Claro está que los sucedidos que cuento han estado ligados cada uno de ellos a una hoja concreta del calendario, aunque las más de las veces barrida definitivamente de nuestra memoria por el vendaval del olvido. ¡Qué más da! A medida que voy martilleando los impactos gráficos de mis recuerdos en la pantalla del ordenador, me reafirmo en la convicción de que lo que más importa rememorar son las personas, algunas casi como realidades intemporales, otras presentes en todos nuestros tiempos posibles. Ahora, cada uno de nosotros somos como somos en buena medida porque, a lo largo del tiempo, hemos sido guijarros en el lecho del mismo río. A fuerza de los golpes recibidos del caudal fluctuante de la vida, del roce casi cotidiano con los demás que ésta nos ha producido con sus vaivenes, que en algunos pocos casos hasta ha podido ser muy abrasivo, arrastrados todos por la misma corriente, hemos llegado hasta este espacio temporal en donde, habiendo dejado atrás los parajes más abruptos, el cauce vital parece remansarse, cuando en realidad se aproxima a la desembocadura, llevándose consigo alguna de aquellas una vez jóvenes piedras de río, ahora ya con las formas del carácter muy redondeadas y sin apenas aristas.
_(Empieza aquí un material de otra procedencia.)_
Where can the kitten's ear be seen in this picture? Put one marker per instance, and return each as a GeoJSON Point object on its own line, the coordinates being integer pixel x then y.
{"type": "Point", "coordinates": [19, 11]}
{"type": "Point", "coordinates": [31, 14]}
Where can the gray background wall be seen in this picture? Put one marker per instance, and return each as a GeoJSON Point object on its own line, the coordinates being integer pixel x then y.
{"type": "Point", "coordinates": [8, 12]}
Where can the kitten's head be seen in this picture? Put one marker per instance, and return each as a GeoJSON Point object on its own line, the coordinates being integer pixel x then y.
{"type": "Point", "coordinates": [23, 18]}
Mi amigo me dice que me pierdo en mil detalles. ¡Cuánto me gustaría que tuviera razón! No sabe lo que me cuesta encontrar en remotos rincones de mi desmemoria esos retazos de vida, para mí preciosos, pero que no consigo describirlos con la precisión y riqueza de detalles con las que los narraría si fueran fruto de mi imaginación. En ocasiones, he tenido que recurrir a la ayuda de recuerdos ajenos para confirmar un nombre, un lugar, un episodio. Pero también me ha ocurrido que, en mi afán por estimular esta memoria mía casi inválida, han reaparecido rostros y nombres que habían desaparecido de ella durante decenas de años. En esta búsqueda de vivencias olvidadas por los más recónditos rincones de mi mente, de pronto he recordado a personas de las que me había olvidado absolutamente. Es el caso de las que voy a citar, sólo a título de ejemplo. ¿Podéis poner rostro y localizar en vuestra memoria a compañeros nuestros con los apellidos de Puya o de Gómez Villalba? Posiblemente a muchos (suponiendo que seáis muchos los que leáis estos apuntes) no os dirán nada, porque no los conocisteis, aunque quizá sois coetáneos del segundo. A alguno, uno o los dos apellidos le suenan. Estoy convencido de que eso le ocurrirá a muy pocos. ¿Cuántos recordaréis suficientemente a los dos? Os ayudaré, si os hace falta. Puya era jefe de ventas en la sucursal de Santander, cuando yo entré en la empresa. Antes fue un novillero con poco éxito. Ceballos, que fue director de sucursal allí, lo tenía en gran estima. Gómez Villalba fue, durante algún tiempo en los años 70, el hombre de relaciones públicas de COMESA en Madrid. Me ha costado mucho recordar sus apellidos. En su momento explicaré detalles de un viaje a Italia que hice con él, para obsequiar a un personaje singular.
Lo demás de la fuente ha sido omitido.